[acbny-l] follow up to bananna republic

  • From: "Mike Godino" <mikeg125@xxxxxxxxxxxxxxxx>
  • To: "ACBNY" <acbny-l@xxxxxxxxxxxxx>, "Mike Godino" <godino@xxxxxxxx>
  • Date: Wed, 28 May 2003 17:31:14 -0400

The New York Times
May 27, 2003
Stating the Obvious
By PAUL KRUGMAN
"The lunatics are now in charge of the asylum." So wrote the normally
staid Financial
Times, traditionally the voice of solid British business opinion, when
surveying
last week's tax bill. Indeed, the legislation is doubly absurd: the
gimmicks used
to make an $800-billion-plus tax cut carry an official price tag of only
$320 billion
are a joke, yet the cost without the gimmicks is so large that the
nation can't possibly
afford it while keeping its other promises.
But then maybe that's the point. The Financial Times suggests that "more
extreme
Republicans" actually want a fiscal train wreck: "Proposing to slash
federal spending,
particularly on social programs, is a tricky electoral proposition, but
a fiscal
crisis offers the tantalizing prospect of forcing such cuts through the
back door."
Good for The Financial Times. It seems that stating the obvious has now,
finally,
become respectable.
It's no secret that right-wing ideologues want to abolish programs
Americans take
for granted. But not long ago, to suggest that the Bush administration's
policies
might actually be driven by those ideologues - that the administration
was deliberately
setting the country up for a fiscal crisis in which popular social
programs could
be sharply cut - was to be accused of spouting conspiracy theories.
Yet by pushing through another huge tax cut in the face of record
deficits, the administration
clearly demonstrates either that it is completely feckless, or that it
actually wants
a fiscal crisis. (Or maybe both.)
Here's one way to look at the situation: Although you wouldn't know it
from the rhetoric,
federal taxes are already historically low as a share of G.D.P. Once the
new round
of cuts takes effect, federal taxes will be lower than their average
during the Eisenhower
administration. How, then, can the government pay for Medicare and
Medicaid - which
didn't exist in the 1950's - and Social Security, which will become far
more expensive
as the population ages? (Defense spending has fallen compared with the
economy, but
not that much, and it's on the rise again.)
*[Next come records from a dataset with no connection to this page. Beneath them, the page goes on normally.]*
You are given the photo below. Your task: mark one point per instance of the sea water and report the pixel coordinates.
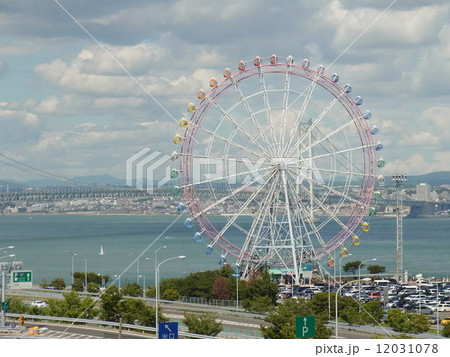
(45, 244)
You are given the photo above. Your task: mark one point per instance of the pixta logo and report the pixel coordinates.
(149, 169)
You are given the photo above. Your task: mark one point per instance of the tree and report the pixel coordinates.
(221, 288)
(72, 306)
(262, 285)
(171, 294)
(376, 269)
(204, 324)
(283, 320)
(109, 310)
(352, 267)
(259, 305)
(401, 321)
(59, 283)
(446, 330)
(135, 311)
(150, 292)
(133, 290)
(93, 288)
(78, 285)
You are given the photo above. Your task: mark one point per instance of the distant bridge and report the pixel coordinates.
(418, 208)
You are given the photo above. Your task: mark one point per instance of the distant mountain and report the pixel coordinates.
(433, 179)
(101, 180)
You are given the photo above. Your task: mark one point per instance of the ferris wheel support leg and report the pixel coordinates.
(291, 229)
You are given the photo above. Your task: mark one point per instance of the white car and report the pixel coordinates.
(39, 304)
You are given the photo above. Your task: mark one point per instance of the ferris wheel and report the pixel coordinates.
(277, 167)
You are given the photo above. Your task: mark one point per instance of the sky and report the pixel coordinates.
(84, 85)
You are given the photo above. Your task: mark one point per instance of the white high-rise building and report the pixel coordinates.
(423, 192)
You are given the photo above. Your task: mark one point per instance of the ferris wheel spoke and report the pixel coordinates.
(239, 213)
(255, 173)
(228, 141)
(237, 126)
(340, 152)
(318, 119)
(330, 189)
(303, 212)
(267, 106)
(258, 222)
(251, 114)
(225, 198)
(301, 113)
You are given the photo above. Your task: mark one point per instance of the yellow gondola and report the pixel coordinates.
(177, 139)
(365, 227)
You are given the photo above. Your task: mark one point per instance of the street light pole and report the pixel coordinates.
(66, 251)
(3, 320)
(157, 288)
(85, 270)
(359, 279)
(336, 304)
(340, 267)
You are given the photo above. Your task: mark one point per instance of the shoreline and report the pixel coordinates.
(102, 213)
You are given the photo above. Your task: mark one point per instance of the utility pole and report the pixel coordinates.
(399, 179)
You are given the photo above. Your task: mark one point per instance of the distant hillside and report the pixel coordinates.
(433, 179)
(101, 180)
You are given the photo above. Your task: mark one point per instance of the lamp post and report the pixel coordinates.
(117, 277)
(336, 304)
(4, 284)
(143, 290)
(157, 288)
(437, 309)
(237, 274)
(66, 251)
(359, 279)
(85, 270)
(156, 259)
(340, 267)
(9, 247)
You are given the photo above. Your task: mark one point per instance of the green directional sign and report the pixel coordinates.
(304, 326)
(21, 279)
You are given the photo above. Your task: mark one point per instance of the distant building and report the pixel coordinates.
(423, 192)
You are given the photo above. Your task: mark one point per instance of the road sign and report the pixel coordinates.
(5, 305)
(304, 326)
(168, 330)
(21, 279)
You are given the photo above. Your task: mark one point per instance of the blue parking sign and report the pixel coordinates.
(168, 330)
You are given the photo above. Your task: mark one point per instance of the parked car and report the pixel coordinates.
(39, 304)
(423, 310)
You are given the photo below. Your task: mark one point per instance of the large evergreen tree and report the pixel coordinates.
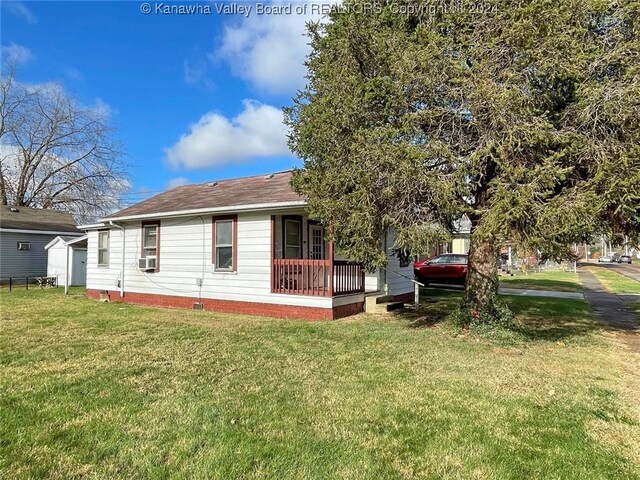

The answer is that it can't. The government can borrow to make up the
difference
as long as investors remain in denial, unable to believe that the
world's only superpower
is turning into a banana republic. But at some point bond markets will
balk - they
won't lend money to a government, even that of the United States, if
that government's
debt is growing faster than its revenues and there is no plausible story
about how
the budget will eventually come under control.
At that point, either taxes will go up again, or programs that have
become fundamental
to the American way of life will be gutted. We can be sure that the
right will do
whatever it takes to preserve the Bush tax cuts - right now the
administration is
even skimping on homeland security to save a few dollars here and there.
But balancing
the books without tax increases will require deep cuts where the money
is: that is,
in Medicaid, Medicare and Social Security.
The pain of these benefit cuts will fall on the middle class and the
poor, while
the tax cuts overwhelmingly favor the rich. For example, the tax cut
passed last
week will raise the after-tax income of most people by less than 1
percent - not
nearly enough to compensate them for the loss of benefits. But people
with incomes
over $1 million per year will, on average, see their after-tax income
rise 4.4 percent.
The Financial Times suggests this is deliberate (and I agree): "For
them," it says
of those extreme Republicans, "undermining the multilateral
international order is
not enough; long-held views on income distribution also require radical
revision."
How can this be happening? Most people, even most liberals, are
complacent. They
don't realize how dire the fiscal outlook really is, and they don't read
what the
ideologues write. They imagine that the Bush administration, like the
Reagan administration,
will modify our system only at the edges, that it won't destroy the
social safety
net built up over the past 70 years.
But the people now running America aren't conservatives: they're
radicals who want
to do away with the social and economic system we have, and the fiscal
crisis they
are concocting may give them the excuse they need. The Financial Times,
it seems,
now understands what's going on, but when will the public wake up?